New Juvie Hall in East Salinas? No Way, Some Say
January 29, 2013
(Photo: Monterey County Chief Probation Officer Manuel Real in front of the proposed site for a new juvenile hall)
Monterey County needs a new juvenile hall—but where to put it? Not East Salinas, say some, who led a staunch opposition at a meeting at the proposed construction site yesterday.
Juvenile Hall, a more than half-century old building near the Natividad Medical Center in Salinas, is in desperate disrepair, said the county's Chief Probation Officer Manuel Real. The hall is inefficiently designed, has suffered damage through time, and doesn’t have the facilities needed to adequately care for youth. A former washroom, where a table replaced a washing machine, is where therapists meet with kids, he said.
Now the county is holding a $35 million state grant, has the additional funds needed to complete the estimated $52 million project, and is looking to act.
Officials have pegged a grassy, county-owned property also near the Natividad hospital to build a new juvenile hall, which would be able to accommodate 150 youth.
Real said this is the best option, in part because it’s close to the hospital, which makes it easy for officers to obtain medical clearance for offenders. Also, the site would be near the Juvenile Court, which youth need to attend daily.
“It’s the most cost-effective (land) that meets our needs,” said Real.
Some community members disagree.
“I think it’s a lack of vision, and I’m opposed to this,” said Kathryn Ramirez, a lifelong resident of the area.

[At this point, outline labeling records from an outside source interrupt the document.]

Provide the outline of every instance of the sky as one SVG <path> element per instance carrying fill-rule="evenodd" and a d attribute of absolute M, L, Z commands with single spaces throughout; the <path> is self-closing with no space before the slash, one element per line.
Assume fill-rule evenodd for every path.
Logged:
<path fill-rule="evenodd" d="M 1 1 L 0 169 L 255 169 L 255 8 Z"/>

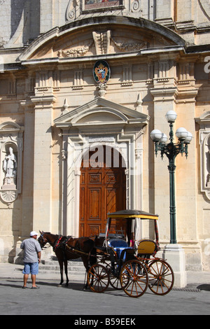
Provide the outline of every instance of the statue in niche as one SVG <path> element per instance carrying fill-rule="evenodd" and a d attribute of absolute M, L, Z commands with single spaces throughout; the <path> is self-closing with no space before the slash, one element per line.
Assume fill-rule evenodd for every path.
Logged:
<path fill-rule="evenodd" d="M 5 156 L 3 162 L 3 169 L 6 176 L 2 188 L 16 188 L 17 168 L 17 158 L 13 153 L 13 148 L 10 147 L 9 154 Z"/>

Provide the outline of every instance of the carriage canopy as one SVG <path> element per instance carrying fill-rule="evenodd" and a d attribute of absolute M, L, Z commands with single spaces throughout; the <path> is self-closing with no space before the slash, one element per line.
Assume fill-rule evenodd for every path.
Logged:
<path fill-rule="evenodd" d="M 141 220 L 153 220 L 155 223 L 155 232 L 156 241 L 158 242 L 158 229 L 157 220 L 158 216 L 150 213 L 143 211 L 142 210 L 127 209 L 121 210 L 114 213 L 108 213 L 107 214 L 108 219 L 106 227 L 105 239 L 108 239 L 110 232 L 111 220 L 123 220 L 127 221 L 127 236 L 128 239 L 134 239 L 134 241 L 141 239 Z"/>

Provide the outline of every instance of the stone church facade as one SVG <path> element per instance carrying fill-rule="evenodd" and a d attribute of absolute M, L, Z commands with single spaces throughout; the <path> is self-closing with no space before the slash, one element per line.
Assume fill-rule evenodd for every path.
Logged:
<path fill-rule="evenodd" d="M 121 209 L 158 214 L 169 244 L 168 160 L 150 134 L 169 136 L 173 110 L 192 134 L 176 160 L 177 240 L 186 270 L 209 270 L 210 1 L 0 8 L 0 261 L 32 230 L 98 234 Z"/>

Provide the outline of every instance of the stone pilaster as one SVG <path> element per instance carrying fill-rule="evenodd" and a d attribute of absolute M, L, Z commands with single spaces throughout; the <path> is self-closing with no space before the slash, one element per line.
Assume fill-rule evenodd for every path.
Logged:
<path fill-rule="evenodd" d="M 52 202 L 52 111 L 55 97 L 37 96 L 34 107 L 33 229 L 50 231 Z"/>

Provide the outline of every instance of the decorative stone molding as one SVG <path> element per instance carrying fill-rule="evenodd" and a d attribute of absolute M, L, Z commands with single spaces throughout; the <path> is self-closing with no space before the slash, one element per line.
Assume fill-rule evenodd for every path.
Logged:
<path fill-rule="evenodd" d="M 111 31 L 92 32 L 97 55 L 109 53 Z"/>
<path fill-rule="evenodd" d="M 92 43 L 93 41 L 91 41 L 87 46 L 66 50 L 60 50 L 58 51 L 57 55 L 59 57 L 80 57 L 88 52 Z"/>
<path fill-rule="evenodd" d="M 144 47 L 146 46 L 146 42 L 118 42 L 111 38 L 111 41 L 114 45 L 120 49 L 121 51 L 136 51 L 142 49 Z"/>
<path fill-rule="evenodd" d="M 200 126 L 200 188 L 210 200 L 210 111 L 196 118 L 195 122 Z"/>

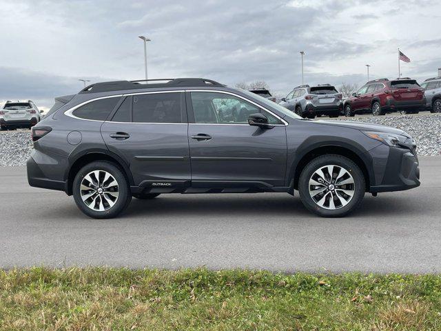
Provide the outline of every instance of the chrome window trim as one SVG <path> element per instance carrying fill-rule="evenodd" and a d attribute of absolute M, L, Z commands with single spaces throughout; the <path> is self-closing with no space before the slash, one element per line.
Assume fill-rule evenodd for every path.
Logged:
<path fill-rule="evenodd" d="M 274 116 L 274 117 L 276 117 L 276 119 L 278 119 L 279 121 L 280 121 L 282 123 L 283 123 L 284 124 L 271 124 L 271 126 L 288 126 L 288 122 L 287 122 L 285 120 L 284 120 L 283 118 L 281 118 L 280 116 L 274 114 L 273 112 L 271 112 L 271 110 L 269 110 L 268 109 L 265 108 L 265 107 L 259 105 L 258 103 L 249 99 L 247 99 L 244 97 L 242 97 L 240 95 L 236 94 L 236 93 L 232 93 L 231 92 L 228 92 L 228 91 L 221 91 L 219 90 L 185 90 L 185 92 L 214 92 L 214 93 L 223 93 L 225 94 L 230 94 L 232 95 L 234 97 L 236 97 L 239 99 L 242 99 L 243 100 L 245 100 L 245 101 L 249 102 L 250 103 L 252 103 L 253 105 L 256 106 L 256 107 L 258 107 L 259 108 L 261 108 L 263 110 L 264 110 L 266 112 L 268 112 L 269 114 L 271 114 L 272 116 Z M 212 126 L 249 126 L 249 124 L 244 124 L 244 123 L 190 123 L 189 124 L 198 124 L 198 125 L 212 125 Z"/>

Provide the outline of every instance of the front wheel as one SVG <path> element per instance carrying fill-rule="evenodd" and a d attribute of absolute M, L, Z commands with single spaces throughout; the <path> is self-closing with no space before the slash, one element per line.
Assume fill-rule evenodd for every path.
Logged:
<path fill-rule="evenodd" d="M 433 107 L 430 112 L 441 112 L 441 99 L 437 99 L 433 101 Z"/>
<path fill-rule="evenodd" d="M 372 114 L 373 116 L 380 116 L 384 115 L 384 112 L 381 109 L 381 106 L 380 106 L 380 103 L 376 101 L 372 105 Z"/>
<path fill-rule="evenodd" d="M 305 167 L 298 182 L 303 205 L 324 217 L 340 217 L 356 209 L 365 196 L 365 177 L 349 159 L 318 157 Z"/>
<path fill-rule="evenodd" d="M 122 171 L 107 161 L 92 162 L 75 176 L 74 199 L 78 208 L 94 219 L 110 219 L 130 203 L 130 188 Z"/>

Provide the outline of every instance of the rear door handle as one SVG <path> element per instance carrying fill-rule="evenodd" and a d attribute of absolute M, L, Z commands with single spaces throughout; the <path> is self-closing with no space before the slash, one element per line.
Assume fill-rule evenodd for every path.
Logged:
<path fill-rule="evenodd" d="M 206 134 L 205 133 L 198 133 L 194 136 L 192 136 L 192 139 L 196 139 L 197 141 L 200 140 L 209 140 L 212 139 L 212 136 L 209 134 Z"/>
<path fill-rule="evenodd" d="M 129 139 L 130 137 L 130 134 L 125 132 L 116 132 L 110 134 L 110 138 L 113 138 L 114 139 L 116 140 L 125 140 Z"/>

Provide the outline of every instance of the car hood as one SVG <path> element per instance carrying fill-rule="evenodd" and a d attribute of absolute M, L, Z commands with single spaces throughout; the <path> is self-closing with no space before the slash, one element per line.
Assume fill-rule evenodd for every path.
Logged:
<path fill-rule="evenodd" d="M 381 124 L 373 124 L 371 123 L 356 122 L 353 121 L 314 121 L 315 123 L 325 126 L 340 126 L 352 129 L 362 130 L 363 131 L 377 131 L 380 132 L 393 133 L 409 137 L 402 130 L 391 128 L 390 126 L 382 126 Z"/>

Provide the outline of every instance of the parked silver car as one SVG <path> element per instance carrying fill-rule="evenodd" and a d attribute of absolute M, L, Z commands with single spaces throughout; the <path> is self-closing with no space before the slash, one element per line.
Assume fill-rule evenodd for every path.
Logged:
<path fill-rule="evenodd" d="M 282 98 L 279 104 L 298 116 L 309 119 L 320 115 L 338 117 L 343 109 L 341 93 L 330 84 L 312 87 L 300 85 Z"/>
<path fill-rule="evenodd" d="M 421 87 L 425 90 L 427 108 L 430 112 L 441 112 L 441 77 L 426 79 Z"/>
<path fill-rule="evenodd" d="M 32 100 L 25 102 L 8 101 L 0 110 L 2 130 L 17 128 L 32 128 L 40 121 L 40 113 Z"/>

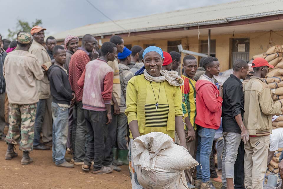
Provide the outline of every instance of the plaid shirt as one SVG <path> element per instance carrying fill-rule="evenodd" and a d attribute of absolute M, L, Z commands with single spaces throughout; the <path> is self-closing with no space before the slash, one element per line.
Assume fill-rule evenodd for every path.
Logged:
<path fill-rule="evenodd" d="M 216 84 L 215 83 L 215 81 L 214 80 L 214 78 L 213 78 L 213 77 L 212 77 L 212 78 L 210 78 L 207 75 L 205 75 L 205 74 L 203 74 L 203 76 L 207 78 L 208 80 L 211 82 L 213 84 L 214 84 L 215 85 Z"/>

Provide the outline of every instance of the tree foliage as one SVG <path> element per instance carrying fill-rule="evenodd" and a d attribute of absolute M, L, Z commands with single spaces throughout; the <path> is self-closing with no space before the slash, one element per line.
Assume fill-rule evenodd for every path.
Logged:
<path fill-rule="evenodd" d="M 36 19 L 35 21 L 32 22 L 31 24 L 27 22 L 18 19 L 16 28 L 14 29 L 8 29 L 9 33 L 7 38 L 10 40 L 15 40 L 17 37 L 17 34 L 19 32 L 24 31 L 29 32 L 33 27 L 41 24 L 42 24 L 41 19 Z"/>

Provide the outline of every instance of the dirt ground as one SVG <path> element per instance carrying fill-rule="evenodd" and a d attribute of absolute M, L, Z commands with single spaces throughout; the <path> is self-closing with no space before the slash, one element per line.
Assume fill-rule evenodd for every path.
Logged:
<path fill-rule="evenodd" d="M 0 141 L 0 189 L 131 188 L 128 166 L 121 167 L 120 172 L 96 175 L 83 171 L 80 166 L 72 169 L 56 166 L 51 150 L 34 150 L 30 154 L 34 162 L 24 166 L 21 164 L 23 153 L 19 146 L 16 146 L 18 157 L 5 159 L 7 146 Z"/>
<path fill-rule="evenodd" d="M 5 128 L 6 133 L 7 128 Z M 52 161 L 52 151 L 34 150 L 30 156 L 34 162 L 27 165 L 21 164 L 22 152 L 16 146 L 18 156 L 11 160 L 4 159 L 6 143 L 0 141 L 0 189 L 115 189 L 131 188 L 127 166 L 120 172 L 113 171 L 106 175 L 94 175 L 85 172 L 80 166 L 74 168 L 57 167 Z M 70 156 L 68 156 L 70 157 Z M 213 182 L 217 189 L 221 183 Z"/>

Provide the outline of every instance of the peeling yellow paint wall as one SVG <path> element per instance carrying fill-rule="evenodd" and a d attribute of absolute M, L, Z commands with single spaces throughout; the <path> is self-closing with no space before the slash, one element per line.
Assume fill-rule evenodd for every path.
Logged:
<path fill-rule="evenodd" d="M 254 55 L 263 53 L 271 46 L 276 45 L 283 45 L 283 30 L 277 31 L 275 33 L 271 32 L 256 32 L 246 33 L 214 35 L 213 29 L 211 29 L 212 40 L 216 40 L 216 56 L 219 60 L 221 65 L 221 71 L 225 71 L 229 67 L 229 61 L 231 55 L 230 54 L 230 39 L 232 38 L 248 38 L 250 39 L 249 59 L 252 58 Z M 199 40 L 198 36 L 188 37 L 181 38 L 172 39 L 172 33 L 168 33 L 168 39 L 152 40 L 142 40 L 134 41 L 127 42 L 127 38 L 124 38 L 125 44 L 131 44 L 132 46 L 138 45 L 143 48 L 144 45 L 147 44 L 155 44 L 155 45 L 159 47 L 163 50 L 167 50 L 167 42 L 168 40 L 181 40 L 183 47 L 185 49 L 197 52 L 200 50 L 200 40 L 207 40 L 207 35 L 201 35 Z M 109 38 L 103 39 L 102 42 L 108 41 Z M 185 56 L 182 53 L 182 62 L 184 57 Z M 198 57 L 196 56 L 197 60 Z"/>

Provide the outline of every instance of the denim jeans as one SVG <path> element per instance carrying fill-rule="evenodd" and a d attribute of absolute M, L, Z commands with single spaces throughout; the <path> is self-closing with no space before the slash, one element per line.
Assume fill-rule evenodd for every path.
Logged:
<path fill-rule="evenodd" d="M 85 113 L 88 133 L 84 163 L 91 164 L 93 159 L 93 170 L 96 171 L 100 169 L 103 164 L 107 165 L 104 163 L 108 126 L 106 111 L 85 110 Z"/>
<path fill-rule="evenodd" d="M 112 121 L 107 126 L 107 140 L 105 143 L 105 152 L 104 156 L 105 164 L 109 166 L 113 162 L 113 154 L 112 148 L 116 146 L 117 137 L 117 121 L 118 115 L 113 114 L 114 107 L 111 105 L 111 113 L 112 114 Z"/>
<path fill-rule="evenodd" d="M 74 159 L 76 162 L 83 162 L 85 155 L 86 135 L 88 130 L 85 125 L 85 110 L 81 101 L 76 102 L 74 110 L 76 114 L 76 123 Z M 74 120 L 74 121 L 75 121 Z M 73 129 L 74 128 L 73 128 Z"/>
<path fill-rule="evenodd" d="M 234 178 L 234 167 L 238 149 L 241 142 L 241 134 L 223 133 L 224 147 L 222 157 L 222 185 L 227 186 L 227 178 Z"/>
<path fill-rule="evenodd" d="M 197 179 L 207 183 L 210 178 L 209 171 L 209 157 L 211 153 L 212 144 L 215 134 L 215 129 L 199 127 L 197 150 L 196 160 L 201 165 L 197 167 Z"/>
<path fill-rule="evenodd" d="M 40 99 L 37 103 L 34 124 L 34 146 L 40 144 L 40 132 L 42 130 L 43 142 L 48 142 L 52 140 L 52 118 L 51 107 L 52 101 L 52 97 L 50 97 L 46 99 Z"/>
<path fill-rule="evenodd" d="M 66 153 L 66 143 L 68 134 L 69 108 L 59 106 L 52 102 L 52 159 L 55 164 L 64 163 Z"/>
<path fill-rule="evenodd" d="M 117 120 L 117 146 L 119 150 L 127 150 L 126 137 L 128 135 L 128 119 L 124 113 L 118 115 Z"/>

She’s also an official with the Salinas Union High School District, but did not attend the meeting in that capacity.
Ramirez, and others, had a host of questions for the probation officer, like: What’s the rate of medical emergencies that justifies placement of the facility near the hospital? Was land considered in other areas, near other hospitals? Where do most of the juvenile offenders come from?
Real didn’t have specifics for all the questions, but did say officials had considered sites in places like Marina, but deemed the Salinas location to be most appropriate. Originally officials considered building the facility on the site of the current hall, but that would have been too costly and time-consuming. Real also said that historically, about half the offenders in juvenile hall and in the juvenile justice system come from Salinas.
“I don’t want this in my backyard,” said Ramirez. She added that a better solution might be to implement more prevention intervention programs, or to move the less central One Stop Career Center to the property.
Real said that the city's prevention efforts and alternative programs seem to be helping stem juvenile crime, though violence is still a serious issue. Just the day before, a teenager was shot and killed in North Salinas. Salinas Police Chief Kelly McMillin, who didn't voice an opinion on the location of the new hall, later defended Real's "dynamite" work in keeping kids out of jail.
Others suggested the proposed site would do better as green space or a park, and worried a detention facility would cast negativity throughout the community.
If the project is approved by the state, there will be an Environmental Impact Report, which will allow for public review and input, officials said.
If the project moves forward, it could be three to five years before the hall is completed.